Em relação aos problemas apontados pelos policiais civil nesse estudo, temos: ingerência de autoridades/influência política na atuação policial, falta de transparência de indicação de gerência, insubordinação, falta de identificação com a função de polícia, descompromisso do gestor, entre outros. No caso desses problemas, não cabe apenas refletirmos se eles continuam atuais. Precisamos refletir se as políticas públicas conexas com esses problemas vêm tentando solucioná-los ou continuam sendo ignoradas. As políticas de bonificação por resultado para policiais, por exemplo, afetam, ignoram ou reforçam esses problemas apontados pelos policiais desde 2012? As novas leis orgânicas das polícias civis procuraram (ou estão procurando, no caso daquelas que ainda não foram publicadas) solucioná-los ou não foram considerados importantes?

Na perspectiva específica da saúde mental dos policiais, o cenário sobre escuta dos policiais não parece produzir melhores resultados.
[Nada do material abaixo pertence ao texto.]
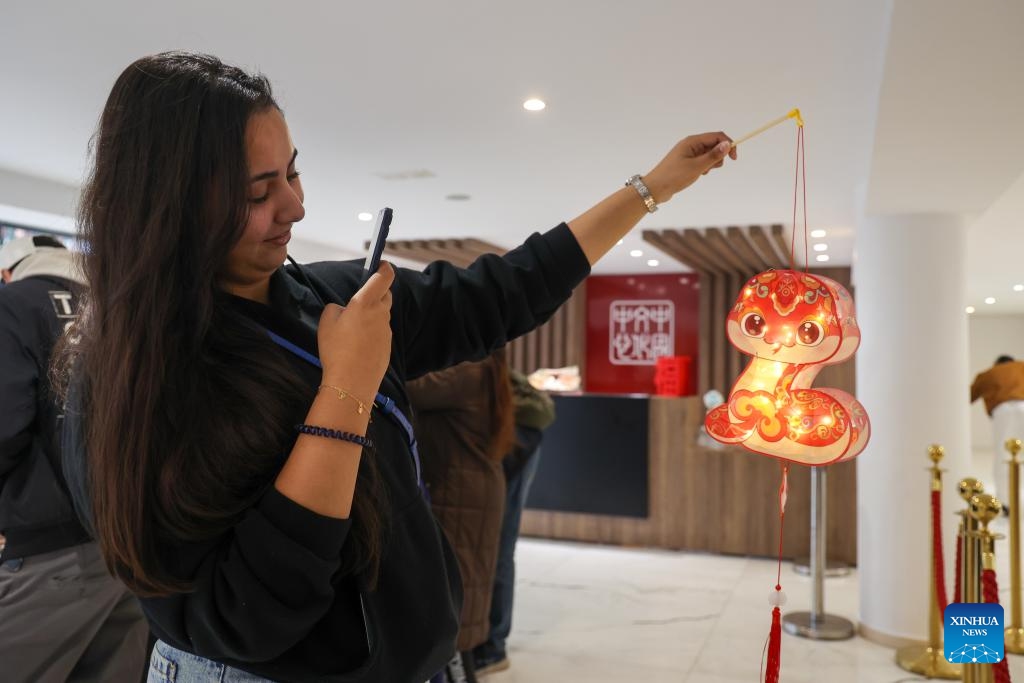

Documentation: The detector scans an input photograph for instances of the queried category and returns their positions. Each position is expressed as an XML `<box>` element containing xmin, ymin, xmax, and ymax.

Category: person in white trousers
<box><xmin>971</xmin><ymin>355</ymin><xmax>1024</xmax><ymax>506</ymax></box>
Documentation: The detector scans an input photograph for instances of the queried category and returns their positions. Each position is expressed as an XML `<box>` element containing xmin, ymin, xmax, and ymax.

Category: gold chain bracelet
<box><xmin>316</xmin><ymin>384</ymin><xmax>370</xmax><ymax>415</ymax></box>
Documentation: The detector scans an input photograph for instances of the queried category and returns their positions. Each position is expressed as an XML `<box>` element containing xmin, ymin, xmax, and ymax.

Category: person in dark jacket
<box><xmin>63</xmin><ymin>52</ymin><xmax>730</xmax><ymax>683</ymax></box>
<box><xmin>0</xmin><ymin>236</ymin><xmax>147</xmax><ymax>683</ymax></box>
<box><xmin>408</xmin><ymin>348</ymin><xmax>515</xmax><ymax>683</ymax></box>
<box><xmin>473</xmin><ymin>370</ymin><xmax>555</xmax><ymax>677</ymax></box>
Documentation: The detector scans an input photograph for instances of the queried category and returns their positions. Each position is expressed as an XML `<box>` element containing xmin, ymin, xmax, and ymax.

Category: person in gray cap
<box><xmin>0</xmin><ymin>236</ymin><xmax>148</xmax><ymax>683</ymax></box>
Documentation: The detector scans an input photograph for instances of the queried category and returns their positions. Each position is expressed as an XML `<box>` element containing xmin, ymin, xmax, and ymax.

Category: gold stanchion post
<box><xmin>896</xmin><ymin>445</ymin><xmax>961</xmax><ymax>681</ymax></box>
<box><xmin>1006</xmin><ymin>438</ymin><xmax>1024</xmax><ymax>654</ymax></box>
<box><xmin>959</xmin><ymin>477</ymin><xmax>985</xmax><ymax>683</ymax></box>
<box><xmin>968</xmin><ymin>494</ymin><xmax>1005</xmax><ymax>683</ymax></box>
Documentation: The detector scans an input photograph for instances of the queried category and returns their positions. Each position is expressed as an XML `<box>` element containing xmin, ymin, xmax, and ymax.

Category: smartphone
<box><xmin>362</xmin><ymin>207</ymin><xmax>392</xmax><ymax>278</ymax></box>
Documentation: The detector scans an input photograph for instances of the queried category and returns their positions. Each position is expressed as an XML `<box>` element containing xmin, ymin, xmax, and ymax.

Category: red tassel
<box><xmin>765</xmin><ymin>607</ymin><xmax>782</xmax><ymax>683</ymax></box>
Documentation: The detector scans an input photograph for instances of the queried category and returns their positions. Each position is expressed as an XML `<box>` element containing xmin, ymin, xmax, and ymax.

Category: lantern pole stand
<box><xmin>782</xmin><ymin>467</ymin><xmax>854</xmax><ymax>640</ymax></box>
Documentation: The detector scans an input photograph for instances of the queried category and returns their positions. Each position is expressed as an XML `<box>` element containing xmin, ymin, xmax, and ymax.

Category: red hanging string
<box><xmin>932</xmin><ymin>490</ymin><xmax>946</xmax><ymax>612</ymax></box>
<box><xmin>981</xmin><ymin>569</ymin><xmax>1011</xmax><ymax>683</ymax></box>
<box><xmin>790</xmin><ymin>126</ymin><xmax>809</xmax><ymax>272</ymax></box>
<box><xmin>794</xmin><ymin>126</ymin><xmax>810</xmax><ymax>272</ymax></box>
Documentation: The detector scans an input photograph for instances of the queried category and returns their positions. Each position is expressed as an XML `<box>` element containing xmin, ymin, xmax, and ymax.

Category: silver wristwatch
<box><xmin>626</xmin><ymin>174</ymin><xmax>657</xmax><ymax>213</ymax></box>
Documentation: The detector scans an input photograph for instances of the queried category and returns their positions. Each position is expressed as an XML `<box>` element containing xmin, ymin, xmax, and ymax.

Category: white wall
<box><xmin>964</xmin><ymin>314</ymin><xmax>1024</xmax><ymax>453</ymax></box>
<box><xmin>0</xmin><ymin>169</ymin><xmax>79</xmax><ymax>232</ymax></box>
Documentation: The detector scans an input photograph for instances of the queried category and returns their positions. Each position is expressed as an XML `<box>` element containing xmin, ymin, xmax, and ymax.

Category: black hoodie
<box><xmin>66</xmin><ymin>224</ymin><xmax>589</xmax><ymax>683</ymax></box>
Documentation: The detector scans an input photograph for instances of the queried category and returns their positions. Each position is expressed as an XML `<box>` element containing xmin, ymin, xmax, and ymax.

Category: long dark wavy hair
<box><xmin>483</xmin><ymin>347</ymin><xmax>515</xmax><ymax>461</ymax></box>
<box><xmin>64</xmin><ymin>52</ymin><xmax>385</xmax><ymax>596</ymax></box>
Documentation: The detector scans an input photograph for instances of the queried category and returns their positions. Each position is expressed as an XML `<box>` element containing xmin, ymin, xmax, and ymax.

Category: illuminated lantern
<box><xmin>705</xmin><ymin>270</ymin><xmax>870</xmax><ymax>466</ymax></box>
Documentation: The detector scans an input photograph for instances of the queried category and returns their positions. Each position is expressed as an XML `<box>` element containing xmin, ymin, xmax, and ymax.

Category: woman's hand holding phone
<box><xmin>316</xmin><ymin>261</ymin><xmax>394</xmax><ymax>401</ymax></box>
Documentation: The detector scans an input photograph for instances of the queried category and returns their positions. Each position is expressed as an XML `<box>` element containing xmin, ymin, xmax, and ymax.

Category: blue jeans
<box><xmin>146</xmin><ymin>640</ymin><xmax>272</xmax><ymax>683</ymax></box>
<box><xmin>473</xmin><ymin>438</ymin><xmax>541</xmax><ymax>663</ymax></box>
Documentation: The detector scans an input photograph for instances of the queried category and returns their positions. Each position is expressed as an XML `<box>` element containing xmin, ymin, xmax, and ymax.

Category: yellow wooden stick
<box><xmin>732</xmin><ymin>110</ymin><xmax>804</xmax><ymax>146</ymax></box>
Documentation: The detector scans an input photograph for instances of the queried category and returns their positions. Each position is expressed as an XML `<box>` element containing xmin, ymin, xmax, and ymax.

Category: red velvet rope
<box><xmin>765</xmin><ymin>607</ymin><xmax>782</xmax><ymax>683</ymax></box>
<box><xmin>932</xmin><ymin>490</ymin><xmax>946</xmax><ymax>612</ymax></box>
<box><xmin>981</xmin><ymin>569</ymin><xmax>1011</xmax><ymax>683</ymax></box>
<box><xmin>953</xmin><ymin>535</ymin><xmax>964</xmax><ymax>602</ymax></box>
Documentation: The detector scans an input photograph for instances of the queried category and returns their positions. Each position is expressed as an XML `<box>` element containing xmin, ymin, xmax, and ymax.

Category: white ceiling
<box><xmin>0</xmin><ymin>0</ymin><xmax>1024</xmax><ymax>313</ymax></box>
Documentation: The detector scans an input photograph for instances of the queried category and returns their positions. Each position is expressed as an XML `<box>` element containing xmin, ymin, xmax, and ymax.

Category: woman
<box><xmin>408</xmin><ymin>349</ymin><xmax>515</xmax><ymax>682</ymax></box>
<box><xmin>66</xmin><ymin>53</ymin><xmax>729</xmax><ymax>683</ymax></box>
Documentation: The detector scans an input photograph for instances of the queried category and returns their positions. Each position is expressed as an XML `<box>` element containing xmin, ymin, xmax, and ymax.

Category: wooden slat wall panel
<box><xmin>638</xmin><ymin>224</ymin><xmax>857</xmax><ymax>564</ymax></box>
<box><xmin>521</xmin><ymin>396</ymin><xmax>857</xmax><ymax>564</ymax></box>
<box><xmin>378</xmin><ymin>233</ymin><xmax>587</xmax><ymax>373</ymax></box>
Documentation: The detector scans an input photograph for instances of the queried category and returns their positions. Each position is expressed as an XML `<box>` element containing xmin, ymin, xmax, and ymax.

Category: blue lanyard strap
<box><xmin>263</xmin><ymin>328</ymin><xmax>427</xmax><ymax>496</ymax></box>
Considerando os três grupos (policiais civis, militares e bombeiros militares), foram relatados no estudo da SENASP de 20212 problemas que afetam, em maior ou menor grau, a saúde mental dos policiais, como falta de comprometimento, falta de motivação, machismo, falta de apoio ao policial ferido e assédio moral. Felizmente, nessa perspectiva são mais frequentes os estudos atualizados nos quais o policial é escutado sobre como o trabalho afeta a sua vida, como aqueles que mencionam os problemas no trabalho como motivo de ideação suicida[ii]; salário e organização do trabalho como entraves do desenvolvimento da carreira[iii] e outros.
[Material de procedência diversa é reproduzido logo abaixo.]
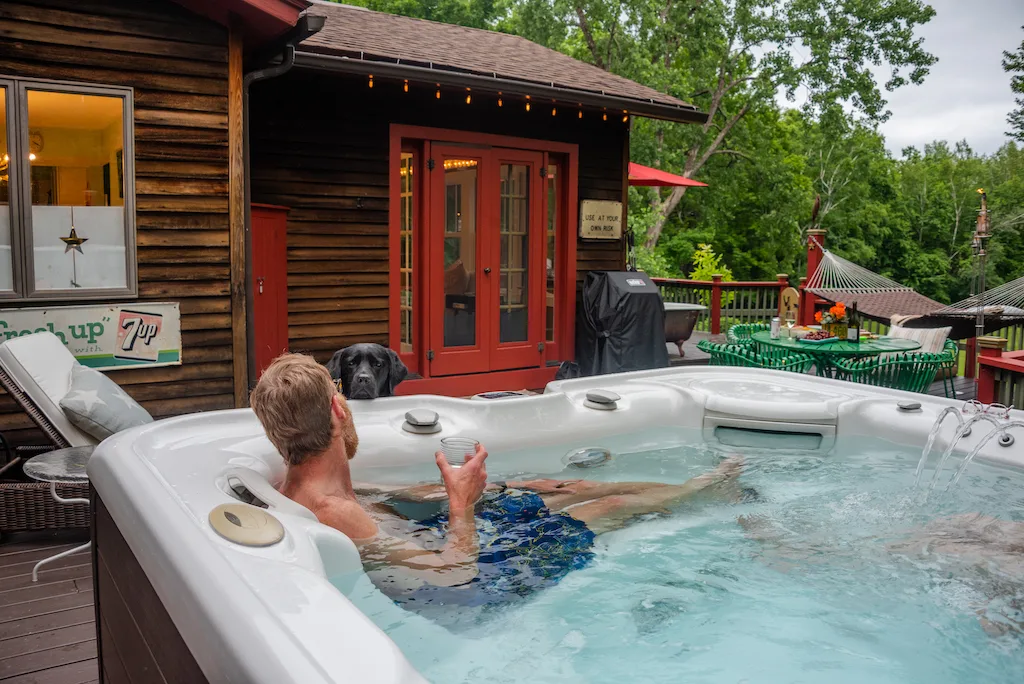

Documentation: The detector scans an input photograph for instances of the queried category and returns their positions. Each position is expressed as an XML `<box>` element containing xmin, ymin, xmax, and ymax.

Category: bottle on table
<box><xmin>846</xmin><ymin>302</ymin><xmax>860</xmax><ymax>343</ymax></box>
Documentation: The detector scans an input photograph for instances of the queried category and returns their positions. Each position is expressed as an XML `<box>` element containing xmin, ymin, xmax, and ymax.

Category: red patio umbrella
<box><xmin>630</xmin><ymin>162</ymin><xmax>708</xmax><ymax>187</ymax></box>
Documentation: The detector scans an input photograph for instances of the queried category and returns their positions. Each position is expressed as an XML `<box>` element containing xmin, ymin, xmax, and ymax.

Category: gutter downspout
<box><xmin>242</xmin><ymin>14</ymin><xmax>326</xmax><ymax>391</ymax></box>
<box><xmin>242</xmin><ymin>45</ymin><xmax>295</xmax><ymax>391</ymax></box>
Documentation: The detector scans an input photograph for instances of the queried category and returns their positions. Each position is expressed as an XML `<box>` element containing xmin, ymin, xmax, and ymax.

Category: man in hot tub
<box><xmin>252</xmin><ymin>354</ymin><xmax>741</xmax><ymax>610</ymax></box>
Nosso foco não é pleitear um novo estudo profissiográfico para a SENASP/MJ. O cerne da questão é como tantas políticas relacionadas com os policiais estão sendo produzidas tratando como irrelevante a opinião deles. Nesse sentido, novos estudos profissiográficos, contando com as categorias policiais que não fizeram parte do primeiro, como policiais federais, rodoviários federais, penais, científicos e guardas municipais, inclusive nos Estados e municípios, ofereceriam uma riqueza de evidências para melhores políticas públicas que afetam a vida de todos os trabalhadores da segurança pública. O mesmo pode ser dito para estudos focados na saúde mental dos policiais: é um público tão específico que muitos policiais reclamam que não são compreendidos quando procuram ajuda profissional que não possua histórico ou conhecimento do cotidiano policial. Como é possível que governantes formulem políticas de saúde mental para policiais sem essa escuta?

Algumas pessoas poderiam alegar que não há previsão legal ou costume de consultar os policiais porque isso não é feito com outras categorias. O problema desse raciocínio é desconsiderar todas as contribuições que os policiais podem dar sobre o seu próprio trabalho.

 

REFERÊNCIAS
[i] Refletimos detalhadamente sobre a aplicação do conceito de burocracia de nível de rua para investigadores de polícia em https://www.academia.edu/120784146/Aplicabilidade_do_conceito_de_burocracia_de_n%C3%ADvel_de_rua_aos_investigadores_de_pol%C3%ADcia_da_Pol%C3%ADcia_Civil_do_Estado_de_S%C3%A3o_Paulo.
[ii]  MIRANDA, D. Por que policiais se matam? – Diagnóstico e prevenção do comportamento suicida na Polícia Militar do Estado do Rio de Janeiro. 1a. ed. Rio de Janeiro: Mórula Editorial, 2016.
[iii]  CUBAS, V. D. O.; ALVES, R. A.; OLIVEIRA, A. R. Tão diferentes e tão iguais: As percepções de policiais civis e militares de São Paulo sobre suas instituições. Dilemas – Revista de Estudos de Conflito e Controle Social, v. 13, n. 3, p. 801–825, 14 set. 2020.